Hogere voorziening ingesteld op 9 december 2011 door Mario Paulo da Silva Tenreiro tegen het arrest van het Gerecht voor ambtenarenzaken van 29 september 2011 in zaak F-72/10, da Silva Tenreiro / Commissie

(Zaak T-634/11 P)

Procestaal: Frans

Partijen

Rekwirerende partij: Mario Paulo da Silva Tenreiro (Kraainem, België) (vertegenwoordigers: S. Orlandi, A. Coolen, J.-N. Louis, É. Marchal en D. Abreu Caldas, advocaten)

Andere partij in de procedure: Europese Commissie

Conclusies

De rekwirerende partij verzoekt het Gerecht:

te verklaren en vast te stellen:

het arrest van het Gerecht voor ambtenarenzaken van 29 september 2011 (zaak F-72/10, da Silva Tenreiro/Commissie) waarbij rekwirants beroep is verworpen, wordt vernietigd;

een nieuwe beslissing te geven,

te verklaren en vast te stellen:

het besluit van de Europese Commissie tot afwijzing van rekwirants sollicitatie naar het vacante ambt van directeur van de directie E, "Justitie", van het directoraat-generaal (DG) "Justitie, vrijheid en veiligheid" alsmede het besluit tot benoeming van K. in dat ambt, worden nietig verklaard;

de Commissie wordt verwezen in de kosten van de beide procedures.
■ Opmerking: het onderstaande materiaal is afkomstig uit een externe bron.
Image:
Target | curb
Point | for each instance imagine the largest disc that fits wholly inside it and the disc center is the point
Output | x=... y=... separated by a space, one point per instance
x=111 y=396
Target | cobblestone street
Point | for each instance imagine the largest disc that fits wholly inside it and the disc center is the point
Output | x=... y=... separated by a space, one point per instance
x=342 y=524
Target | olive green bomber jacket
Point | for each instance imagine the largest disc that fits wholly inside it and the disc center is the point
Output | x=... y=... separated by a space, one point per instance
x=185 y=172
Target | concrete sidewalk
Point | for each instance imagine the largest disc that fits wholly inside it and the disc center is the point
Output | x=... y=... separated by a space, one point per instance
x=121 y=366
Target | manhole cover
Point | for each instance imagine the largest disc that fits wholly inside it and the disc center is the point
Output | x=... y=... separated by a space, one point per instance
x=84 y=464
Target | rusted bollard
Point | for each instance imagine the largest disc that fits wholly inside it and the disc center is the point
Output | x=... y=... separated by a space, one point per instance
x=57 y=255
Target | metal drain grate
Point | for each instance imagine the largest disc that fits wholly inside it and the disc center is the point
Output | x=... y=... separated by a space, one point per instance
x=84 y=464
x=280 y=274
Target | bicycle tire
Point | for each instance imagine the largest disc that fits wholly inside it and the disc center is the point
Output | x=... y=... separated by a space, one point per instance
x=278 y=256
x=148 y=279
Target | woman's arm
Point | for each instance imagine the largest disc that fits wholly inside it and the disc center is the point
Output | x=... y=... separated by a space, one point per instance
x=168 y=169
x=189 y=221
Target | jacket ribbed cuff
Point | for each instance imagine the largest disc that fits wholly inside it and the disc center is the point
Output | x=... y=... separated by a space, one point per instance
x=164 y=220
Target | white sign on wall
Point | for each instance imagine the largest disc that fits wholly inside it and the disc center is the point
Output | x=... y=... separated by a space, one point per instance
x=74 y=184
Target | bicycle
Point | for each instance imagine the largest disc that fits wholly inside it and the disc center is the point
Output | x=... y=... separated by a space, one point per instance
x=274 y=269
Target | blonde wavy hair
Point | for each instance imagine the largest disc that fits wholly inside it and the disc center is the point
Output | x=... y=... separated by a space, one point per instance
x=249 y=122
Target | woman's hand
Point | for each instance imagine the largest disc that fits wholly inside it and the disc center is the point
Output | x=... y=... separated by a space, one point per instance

Middelen en voornaamste argumenten

Ter ondersteuning van de hogere voorziening voert de rekwirerende partij vier middelen aan.

Eerste middel, ontleend aan een kennelijk onjuiste rechtsopvatting, aangezien het Gerecht het middel ontleend aan misbruik van bevoegdheid heeft afgewezen, ondank de serieuze aanwijzingen voor dat misbruik waarop rekwirant zich heeft beroepen, terwijl met het oog op de eerbiediging van het beginsel dat partijen voor het Gerecht gelijk zijn, een omkering van de bewijslast had moeten plaatsvinden.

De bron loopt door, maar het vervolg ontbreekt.